Hi All,
I have a use case to get the get N distinct url's based on the number of
hits and their latest timestamp. Pls find below the snippet of the pig
script that I have written to do this.
prunedUrlData = FOREACH urlPatternData GENERATE (url_pattern is
null?url:url_pattern) AS
url,domid,urlkey,urllen,puid,nwid,lmd,rc,punam,nwnam,ispub,com.xxx.GetDomainStorageLimit(nwid)
AS *domainlimit*;
group_by_Domain_Url = GROUP prunedUrlData BY domid;
rankedUrlByDomain = FOREACH group_by_Domain_Url
{
distinct_url = DISTINCT prunedUrlData;
url_rank_dom = ORDER distinct_url BY lmd DESC,rc DESC;
url_domain_limit = LIMIT url_rank_dom *domainlimit*;
GENERATE FLATTEN(url_domain_limit);
};
The only problem that I have now is the domainlimit variable that I'm
passing to the LIMIT statement @ runtime. I'm getting the following
exception :
java.lang.RuntimeException: Unable to evaluate Limit expression: NULL
at
org.apache.pig.backend.hadoop.executionengine.physicalLayer.relationalOperators.POLimit.getNext(POLimit.java:97)
at
org.apache.pig.backend.hadoop.executionengine.physicalLayer.PhysicalOperator.getNext(PhysicalOperator.java:432)
at
org.apache.pig.backend.hadoop.executionengine.physicalLayer.expressionOperators.POProject.processInputBag(POProject.java:583)
at
org.apache.pig.backend.hadoop.executionengine.physicalLayer.expressionOperators.PORelationToExprProject.getNext(PORelationToExprProject.java:107)
at
org.apache.pig.backend.hadoop.executionengine.physicalLayer.PhysicalOperator.getNext(PhysicalOperator.java:334)
at
org.apache.pig.backend.hadoop.executionengine.physicalLayer.relationalOperators.POForEach.processPlan(POForEach.java:372)
at
org.apache.pig.backend.hadoop.executionengine.physicalLayer.relationalOperators.POForEach.getNext(POForEach.java:297)
at
org.apache.pig.backend.hadoop.executionengine.mapReduceLayer.PigGenericMapReduce$Reduce.runPipeline(PigGenericMapReduce.java:465)
at
org.apache.pig.backend.hadoop.executionengine.mapReduceLayer.PigGenericMapReduce$Reduce.processOnePackageOutput(PigGenericMapReduce.java:433)
at
org.apache.pig.backend.hadoop.executionengine.mapReduceLayer.PigGenericMapReduce$Reduce.reduce(PigGenericMapReduce.java:413)
at
org.apache.pig.backend.hadoop.executionengine.mapReduceLayer.PigGenericMapReduce$Reduce.reduce(PigGenericMapReduce.java:257)

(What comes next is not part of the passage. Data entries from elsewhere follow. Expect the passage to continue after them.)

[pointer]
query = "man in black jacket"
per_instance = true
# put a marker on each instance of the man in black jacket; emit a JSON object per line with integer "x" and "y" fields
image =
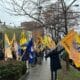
{"x": 54, "y": 61}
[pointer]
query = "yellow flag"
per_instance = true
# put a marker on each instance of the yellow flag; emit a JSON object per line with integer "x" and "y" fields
{"x": 77, "y": 37}
{"x": 73, "y": 49}
{"x": 23, "y": 39}
{"x": 47, "y": 41}
{"x": 7, "y": 42}
{"x": 13, "y": 39}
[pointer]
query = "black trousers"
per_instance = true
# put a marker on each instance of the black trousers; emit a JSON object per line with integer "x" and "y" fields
{"x": 54, "y": 75}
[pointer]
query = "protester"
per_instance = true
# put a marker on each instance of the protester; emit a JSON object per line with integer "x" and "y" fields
{"x": 54, "y": 62}
{"x": 13, "y": 51}
{"x": 25, "y": 57}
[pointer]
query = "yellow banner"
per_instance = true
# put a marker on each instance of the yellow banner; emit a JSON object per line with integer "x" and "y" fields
{"x": 23, "y": 39}
{"x": 70, "y": 43}
{"x": 47, "y": 41}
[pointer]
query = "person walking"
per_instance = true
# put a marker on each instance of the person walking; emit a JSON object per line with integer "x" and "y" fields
{"x": 54, "y": 62}
{"x": 25, "y": 57}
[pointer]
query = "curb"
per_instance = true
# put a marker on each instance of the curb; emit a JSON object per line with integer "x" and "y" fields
{"x": 24, "y": 76}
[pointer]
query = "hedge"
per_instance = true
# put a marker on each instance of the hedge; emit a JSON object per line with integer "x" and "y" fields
{"x": 12, "y": 70}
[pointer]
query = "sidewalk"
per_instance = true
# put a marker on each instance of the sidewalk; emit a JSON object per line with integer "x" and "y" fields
{"x": 39, "y": 72}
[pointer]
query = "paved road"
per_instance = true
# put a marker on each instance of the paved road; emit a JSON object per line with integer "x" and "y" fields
{"x": 40, "y": 72}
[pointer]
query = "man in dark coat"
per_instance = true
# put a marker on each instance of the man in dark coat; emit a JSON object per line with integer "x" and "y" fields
{"x": 54, "y": 61}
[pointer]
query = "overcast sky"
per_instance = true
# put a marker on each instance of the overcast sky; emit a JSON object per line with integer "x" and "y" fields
{"x": 16, "y": 20}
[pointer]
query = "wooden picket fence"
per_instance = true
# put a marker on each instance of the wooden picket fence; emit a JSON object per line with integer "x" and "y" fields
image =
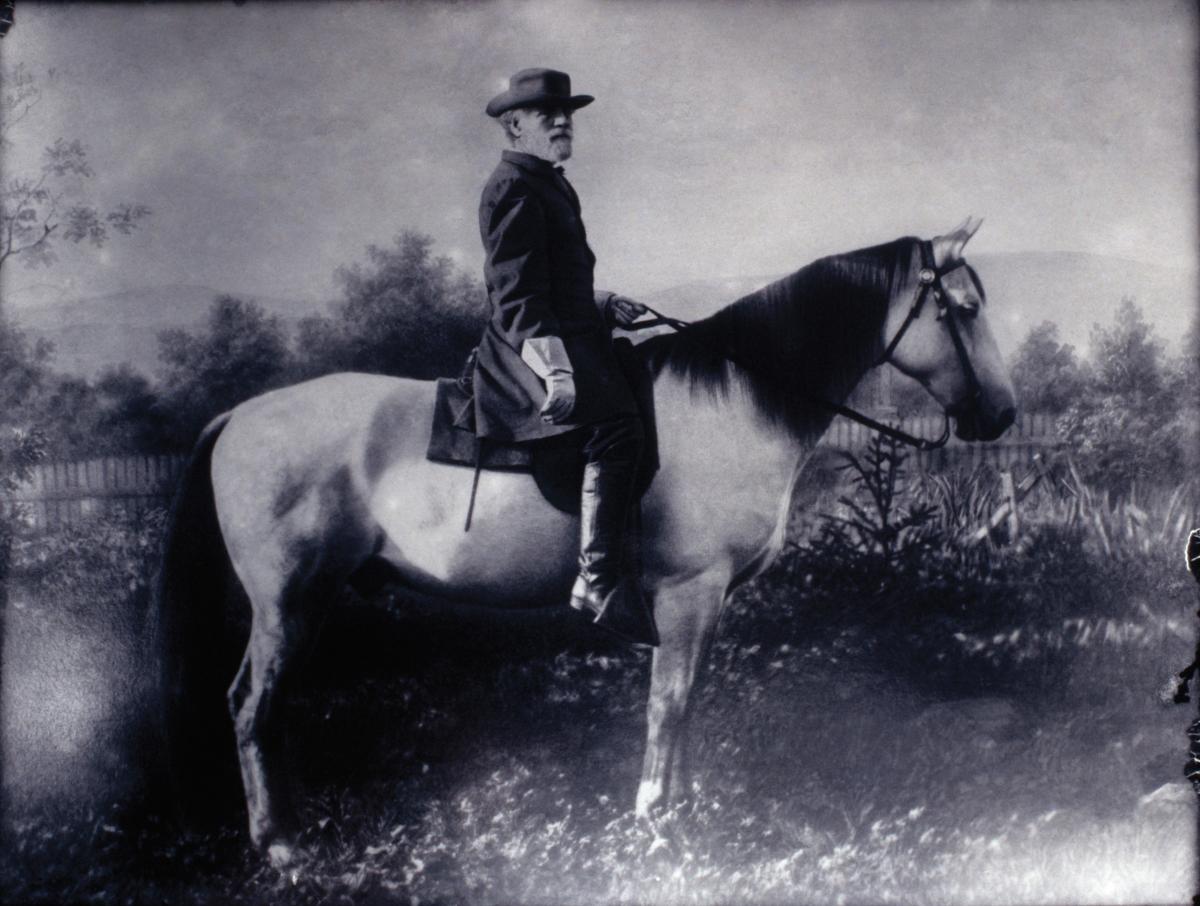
{"x": 65, "y": 493}
{"x": 1032, "y": 433}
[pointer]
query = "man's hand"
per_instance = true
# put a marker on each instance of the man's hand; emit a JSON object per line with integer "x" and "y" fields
{"x": 559, "y": 397}
{"x": 624, "y": 311}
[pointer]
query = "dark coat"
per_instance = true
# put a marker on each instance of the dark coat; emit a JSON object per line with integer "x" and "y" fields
{"x": 539, "y": 283}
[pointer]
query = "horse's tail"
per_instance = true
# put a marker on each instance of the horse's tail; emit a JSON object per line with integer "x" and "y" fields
{"x": 195, "y": 636}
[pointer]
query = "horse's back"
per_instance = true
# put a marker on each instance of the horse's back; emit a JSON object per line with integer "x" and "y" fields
{"x": 337, "y": 465}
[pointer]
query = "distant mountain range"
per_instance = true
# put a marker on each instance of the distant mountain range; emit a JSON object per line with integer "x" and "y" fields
{"x": 96, "y": 331}
{"x": 1073, "y": 289}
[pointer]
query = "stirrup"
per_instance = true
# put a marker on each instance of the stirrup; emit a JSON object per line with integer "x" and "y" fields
{"x": 622, "y": 611}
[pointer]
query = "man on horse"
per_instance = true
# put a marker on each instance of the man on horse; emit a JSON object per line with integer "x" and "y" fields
{"x": 545, "y": 365}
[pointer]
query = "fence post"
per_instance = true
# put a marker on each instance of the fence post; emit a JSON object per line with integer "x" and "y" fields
{"x": 1008, "y": 489}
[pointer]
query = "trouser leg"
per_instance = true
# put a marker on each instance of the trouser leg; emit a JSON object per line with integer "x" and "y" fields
{"x": 607, "y": 585}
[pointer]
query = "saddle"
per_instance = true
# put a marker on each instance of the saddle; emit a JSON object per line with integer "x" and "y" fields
{"x": 557, "y": 462}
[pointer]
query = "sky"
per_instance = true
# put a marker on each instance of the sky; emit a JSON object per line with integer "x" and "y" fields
{"x": 275, "y": 142}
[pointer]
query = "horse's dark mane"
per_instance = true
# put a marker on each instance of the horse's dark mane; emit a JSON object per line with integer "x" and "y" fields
{"x": 813, "y": 333}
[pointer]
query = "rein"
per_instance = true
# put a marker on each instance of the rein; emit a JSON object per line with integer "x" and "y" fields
{"x": 929, "y": 282}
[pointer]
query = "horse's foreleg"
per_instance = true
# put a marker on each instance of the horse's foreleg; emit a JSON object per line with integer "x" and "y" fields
{"x": 687, "y": 617}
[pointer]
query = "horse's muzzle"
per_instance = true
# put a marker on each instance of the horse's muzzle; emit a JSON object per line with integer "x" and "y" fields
{"x": 975, "y": 425}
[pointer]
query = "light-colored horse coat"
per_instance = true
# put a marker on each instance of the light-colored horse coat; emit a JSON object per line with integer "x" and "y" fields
{"x": 310, "y": 481}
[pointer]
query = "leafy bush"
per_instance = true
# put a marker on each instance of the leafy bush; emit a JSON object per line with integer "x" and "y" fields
{"x": 899, "y": 573}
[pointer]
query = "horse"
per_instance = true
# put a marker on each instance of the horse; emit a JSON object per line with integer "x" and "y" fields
{"x": 291, "y": 493}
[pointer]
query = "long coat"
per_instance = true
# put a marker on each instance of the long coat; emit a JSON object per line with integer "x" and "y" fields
{"x": 539, "y": 275}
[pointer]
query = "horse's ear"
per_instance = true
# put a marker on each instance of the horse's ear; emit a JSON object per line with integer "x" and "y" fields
{"x": 949, "y": 247}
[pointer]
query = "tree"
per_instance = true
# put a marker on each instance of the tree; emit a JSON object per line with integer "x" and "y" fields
{"x": 241, "y": 353}
{"x": 1047, "y": 373}
{"x": 1128, "y": 427}
{"x": 403, "y": 312}
{"x": 39, "y": 209}
{"x": 1128, "y": 358}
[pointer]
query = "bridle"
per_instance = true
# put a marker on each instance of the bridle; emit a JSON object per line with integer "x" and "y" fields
{"x": 929, "y": 283}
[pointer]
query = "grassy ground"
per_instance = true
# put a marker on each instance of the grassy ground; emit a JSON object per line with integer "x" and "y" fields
{"x": 994, "y": 741}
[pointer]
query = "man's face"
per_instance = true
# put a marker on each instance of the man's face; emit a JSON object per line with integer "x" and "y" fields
{"x": 545, "y": 132}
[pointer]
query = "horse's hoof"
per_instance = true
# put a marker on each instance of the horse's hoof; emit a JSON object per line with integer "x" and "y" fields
{"x": 285, "y": 857}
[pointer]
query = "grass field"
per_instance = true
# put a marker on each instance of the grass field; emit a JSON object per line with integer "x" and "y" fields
{"x": 979, "y": 727}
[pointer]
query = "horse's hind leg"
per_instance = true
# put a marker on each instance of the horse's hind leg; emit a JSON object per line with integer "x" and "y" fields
{"x": 282, "y": 631}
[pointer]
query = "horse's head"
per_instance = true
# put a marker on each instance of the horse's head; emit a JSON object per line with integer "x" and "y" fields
{"x": 937, "y": 333}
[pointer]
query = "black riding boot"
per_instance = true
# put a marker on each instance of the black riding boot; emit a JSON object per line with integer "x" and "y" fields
{"x": 606, "y": 586}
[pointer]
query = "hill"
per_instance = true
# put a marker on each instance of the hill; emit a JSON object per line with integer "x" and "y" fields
{"x": 96, "y": 331}
{"x": 1073, "y": 289}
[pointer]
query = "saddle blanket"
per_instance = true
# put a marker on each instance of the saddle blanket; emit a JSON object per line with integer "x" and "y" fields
{"x": 556, "y": 463}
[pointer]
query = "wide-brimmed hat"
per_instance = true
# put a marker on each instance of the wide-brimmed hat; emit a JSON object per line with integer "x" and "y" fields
{"x": 538, "y": 88}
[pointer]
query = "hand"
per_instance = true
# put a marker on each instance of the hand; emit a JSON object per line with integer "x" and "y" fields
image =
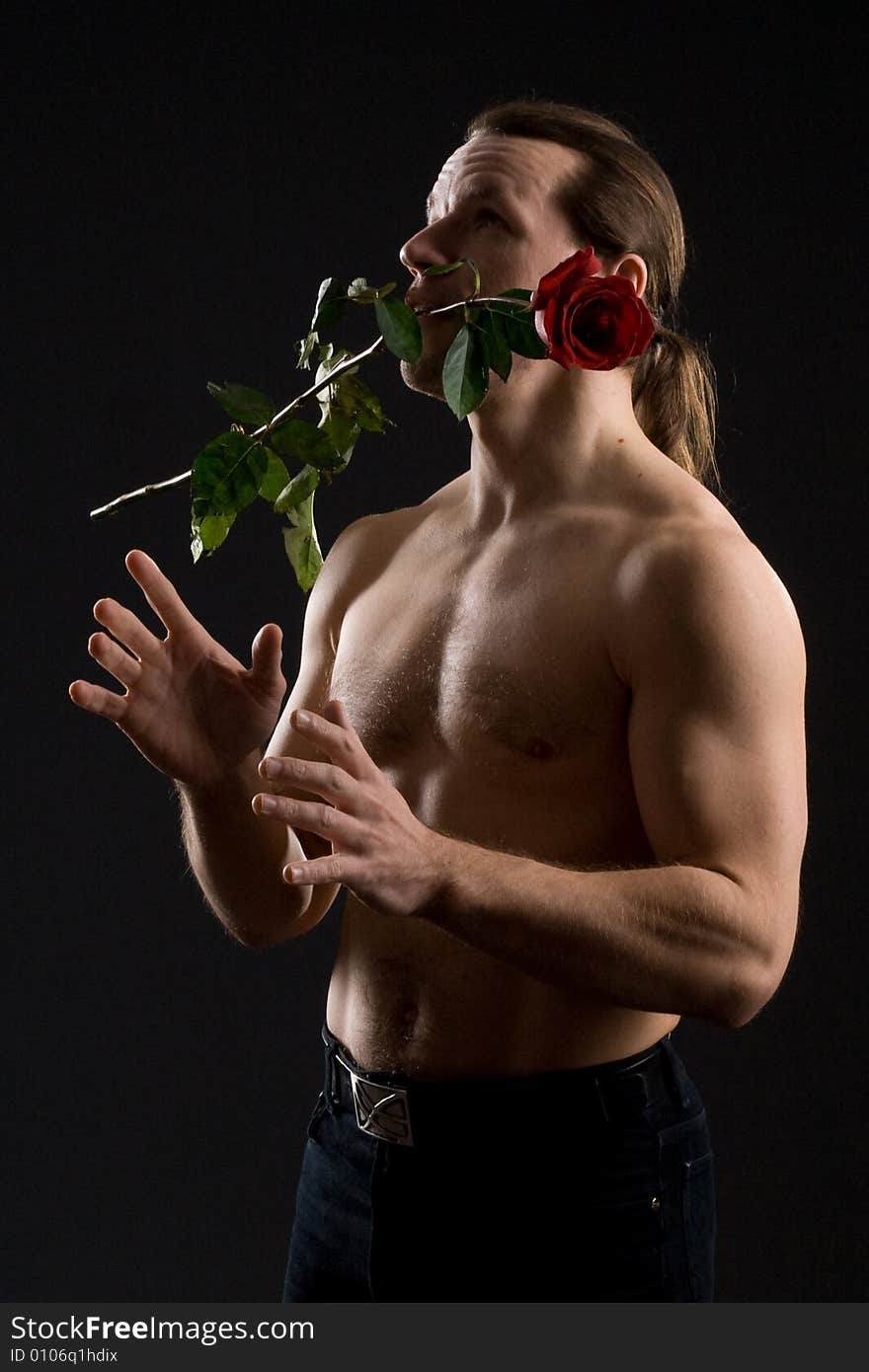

at org.apache.hadoop.mapreduce.Reducer.run(Reducer.java:164)
at
org.apache.hadoop.mapred.ReduceTask.runNewReducer(ReduceTask.java:610)
at org.apache.hadoop.mapred.ReduceTask.run(ReduceTask.java:444)
at org.apache.hadoop.mapred.Child$4.run(Child.java:268)
at java.security.AccessController.doPrivileged(Native Method)
at javax.security.auth.Subject.doAs(Subject.java:416)
at
org.apache.hadoop.security.UserGroupInformation.doAs(UserGroupInformation.java:1438)
at org.apache.hadoop.mapred.Child.main(Child.java:262)
If I use a constant for the LIMIT, it works fine. I printed the
"group_by_Domain_Url" to see if i'm getting the domainlimit, and I'm
able to see a value.
But when i apply it to LIMIT, it says "Unable to evaluate Limit
expression: NULL". Where am I going wrong?
Regards,
Skanda